Governor of Nevis
- In office 1637–1638
- Preceded by: Thomas Spurrow
- Succeeded by: James Jennings

Governor of Barbados
- In office June 1640 – 1641
- Preceded by: Henry Hawley
- Succeeded by: Philip Bell

Personal details
- Born: c. 1595
- Occupation: Soldier

= Henry Huncks =

English soldier

Sir Henry Huncks (born c. 1595) was an English soldier who was briefly governor of Barbados from 1640 to 1641.
During the English Civil War, he was a lieutenant colonel in the army, fighting on the Cavalier side in support of the king.

==Early years==
Henry Huncks was the son of Sir Thomas Huncks and Catherine Conway, sister of Edward Conway, 1st Viscount Conway, the Secretary of State for Kings James I and Charles I.
He was governor of Nevis from 1637 to 1638, replacing Thomas Spurrow. He was succeeded in this post by James Jennings.

==Barbados==

Sergeant-Major Henry Huncks was appointed Governor of Barbados in March 1639, and his appointment was confirmed by the King.
When he arrived in Barbados in July 1639 he found that his predecessor Henry Hawley was refused to give up power.
Hawley had disputed that James Hay, 2nd Earl of Carlisle, was owner of the island, and had set up a parliament which proclaimed Hawley as governor. Huncks was threatened with death if he demanded the government, and was forced to leave, sailing to Antigua.
Huncks served as governor of Antigua for six months.
One of his opponents called Huncks "a drunken, vindictive tyrant." He was accused of raping a female colonist.

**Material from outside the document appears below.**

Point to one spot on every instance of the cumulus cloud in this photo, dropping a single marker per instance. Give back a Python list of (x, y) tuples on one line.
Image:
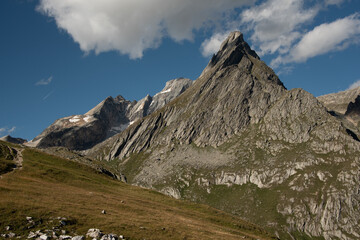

In June 1640, commissioners from King Charles arrived in Barbados "in the business between the Earl of Carlisle and Captain Hawley." Hawley resigned the government, acknowledged his offense, and submitted to the commissioners, who had him taken to England in custody. Henry Huncks was brought back from Antigua and assumed office.
He was immediately engaged in controversy. Captain James Futter asked Judge Read "in open Court, If all whore-masters were taken off the Bench, what would the Governor [Henry Huncks] do for a Council?"
Huncks sided with the planters against Peter and John Hay, who were charged with collecting rents on behalf of Lord Carlisle. At one point he threatened to make Peter Hay "shorter by the heade." Later he and his council threw Peter Hay in prison. However, it may have been due to the Hays' petitions that Huncks was recalled.
On 18 June 1641 he handed over to Captain Philip Bell, a former Governor of Bermuda and then of Old Providence.

==Later career==

Henry Huncks returned to England, where he fought on the Royalist side in the English Civil War.
He was appointed lieutenant-colonel of foot in the Earl of Northampton's Regiment on 16 November 1641. He was knighted by King Charles I on 1 January 1642, at Oxford.
On 22 March 1642 he was appointed Lieutenant-Governor of Banbury Castle.
In May 1643, complaints were made of Huncks on suspicion of corresponding with the rebels, and he was sent to render an account to the king.
His mother died in 1646, and Henry Huncks became involved in a legal dispute with Henry Viscount Conway over assignment of £500 that she had left in her will.